Side Effects: Substantial Non-Neutral Evolution Flanking Regulatory Sites

article has not abstract

Published in the journal: . PLoS Genet 9(5): e32767. doi:10.1371/journal.pgen.1003528
Category: Perspective
doi: 10.1371/journal.pgen.1003528


article has not abstract

In the pre-genome era, most of what we knew about molecular evolution could be traced to our knowledge of the genetic code, and the impact of DNA sequence variation on protein structure and, by inference, protein function [1]. But in the post-genome era, it has become clear that the fraction of functional sequence—estimated using comparative approaches to identify residues that “escape” genetic drift—far exceeds the fraction explained by protein-coding genes. In mammals, somewhere between 5% and 15% of the genome is evolutionarily constrained, and is presumably functional [2]. Drosophila and other invertebrate genomes may have much larger proportions (47%–70%) of constrained nucleotides [3]; in all cases, the proportions of nucleotides found to be conserved dwarves those encoding proteins (around 1% in humans and 20% in flies)—which prompts the question: what aspects of genomic function might explain these apparent excesses of conserved sequence?

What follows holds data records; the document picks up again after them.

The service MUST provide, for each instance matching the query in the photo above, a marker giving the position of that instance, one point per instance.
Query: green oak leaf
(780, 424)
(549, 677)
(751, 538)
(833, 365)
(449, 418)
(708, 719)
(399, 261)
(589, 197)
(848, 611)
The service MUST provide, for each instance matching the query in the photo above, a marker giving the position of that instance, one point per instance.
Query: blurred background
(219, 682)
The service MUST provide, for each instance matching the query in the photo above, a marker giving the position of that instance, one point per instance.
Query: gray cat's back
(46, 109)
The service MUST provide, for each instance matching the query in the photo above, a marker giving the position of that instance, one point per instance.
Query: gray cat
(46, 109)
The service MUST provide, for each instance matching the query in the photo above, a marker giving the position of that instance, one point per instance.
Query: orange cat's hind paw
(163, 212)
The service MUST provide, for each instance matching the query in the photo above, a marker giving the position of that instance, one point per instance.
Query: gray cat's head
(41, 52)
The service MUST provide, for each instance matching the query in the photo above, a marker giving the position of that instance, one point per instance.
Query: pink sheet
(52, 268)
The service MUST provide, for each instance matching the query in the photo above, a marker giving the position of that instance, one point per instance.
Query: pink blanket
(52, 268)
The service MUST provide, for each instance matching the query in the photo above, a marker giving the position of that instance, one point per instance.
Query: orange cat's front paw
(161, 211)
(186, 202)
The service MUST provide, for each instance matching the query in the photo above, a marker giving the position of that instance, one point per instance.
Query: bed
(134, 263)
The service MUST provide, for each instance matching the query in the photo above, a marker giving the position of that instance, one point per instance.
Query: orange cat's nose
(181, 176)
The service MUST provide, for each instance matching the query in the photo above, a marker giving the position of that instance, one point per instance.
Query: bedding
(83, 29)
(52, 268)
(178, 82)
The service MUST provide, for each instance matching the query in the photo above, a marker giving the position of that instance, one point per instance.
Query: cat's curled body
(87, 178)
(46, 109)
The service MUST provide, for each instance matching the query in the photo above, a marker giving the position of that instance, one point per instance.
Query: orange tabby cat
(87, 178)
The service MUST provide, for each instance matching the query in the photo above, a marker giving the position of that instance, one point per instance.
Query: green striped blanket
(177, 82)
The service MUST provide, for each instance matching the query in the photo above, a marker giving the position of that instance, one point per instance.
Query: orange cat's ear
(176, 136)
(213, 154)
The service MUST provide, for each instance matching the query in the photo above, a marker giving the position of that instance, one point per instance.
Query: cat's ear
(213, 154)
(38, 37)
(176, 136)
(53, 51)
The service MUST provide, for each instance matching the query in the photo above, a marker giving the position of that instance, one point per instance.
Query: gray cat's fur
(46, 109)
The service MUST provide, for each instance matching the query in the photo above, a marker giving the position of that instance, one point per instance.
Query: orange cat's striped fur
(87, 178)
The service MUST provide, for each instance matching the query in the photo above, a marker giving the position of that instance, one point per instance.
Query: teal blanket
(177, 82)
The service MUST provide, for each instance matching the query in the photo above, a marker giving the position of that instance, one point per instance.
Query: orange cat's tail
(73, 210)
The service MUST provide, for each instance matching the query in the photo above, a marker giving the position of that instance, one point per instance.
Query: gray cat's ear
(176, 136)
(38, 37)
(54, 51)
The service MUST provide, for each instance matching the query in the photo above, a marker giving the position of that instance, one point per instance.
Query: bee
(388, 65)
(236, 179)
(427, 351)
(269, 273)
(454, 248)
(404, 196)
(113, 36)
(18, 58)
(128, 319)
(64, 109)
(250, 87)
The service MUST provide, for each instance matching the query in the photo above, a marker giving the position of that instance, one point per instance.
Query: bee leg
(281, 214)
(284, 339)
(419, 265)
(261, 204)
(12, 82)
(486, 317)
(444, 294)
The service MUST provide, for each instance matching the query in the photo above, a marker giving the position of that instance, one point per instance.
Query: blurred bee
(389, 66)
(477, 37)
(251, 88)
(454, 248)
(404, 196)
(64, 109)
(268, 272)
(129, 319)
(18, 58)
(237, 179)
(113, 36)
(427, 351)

Over the past few years, it has become clear that the physical organization and structure of the genome within cells, over a range of scales, also casts discernable shadows on the sequence. This is the realm of chromatin structure (the many combinations of proteins associated with the DNA), which adopts an undulating landscape along chromosomes associated with cellular functions such as transcription. The binding of a range of proteins to eukaryotic genomes has been shown to be linked to variation in the underlying DNA sequence. The specific regions of the human genome known to be bound by transcription factors often display remarkable patterns of conservation that parallel the structure of the DNA-binding interface of the protein involved [4]. More broadly, characteristic fluctuations in sequence divergence have been observed corresponding to nucleosome cores and intervening linker sequences across a variety of species [5], and there is evidence that this reflects the action of selection [6]. However, recent data from the ENCODE Consortium has suggested that perhaps 80% of the human genome is functional, in the sense that it is subject to a biochemical modification in at least one cell type [7]. This substantially exceeds all estimates of the proportion of human nucleotides under constraint, including those used by the ENCODE Consortium [8], and the discrepancy has led to some notably animated discussion [9]. There is therefore a large gap between the proportion of the genome thought to be functional via evolutionary studies and the proportion that appears functional, according to the presence of particular chromatin features. This gap also appears to exist, though to a lesser extent, in Drosophila, where over 90% of the genome has been assigned a biochemical role of some description [10]. In this issue of PLOS Genetics, Kenigsberg and Tanay [11] have investigated the links between chromatin and sequence evolution from the point of view of conserved noncoding elements (CNEs), and may have found a way to begin to bridge the gap. Rather than examining DNA sequence conservation at the sites of a particular chromatin state, they have investigated the characteristics of CNEs in the Drosophila genome, within their genomic and chromatin context.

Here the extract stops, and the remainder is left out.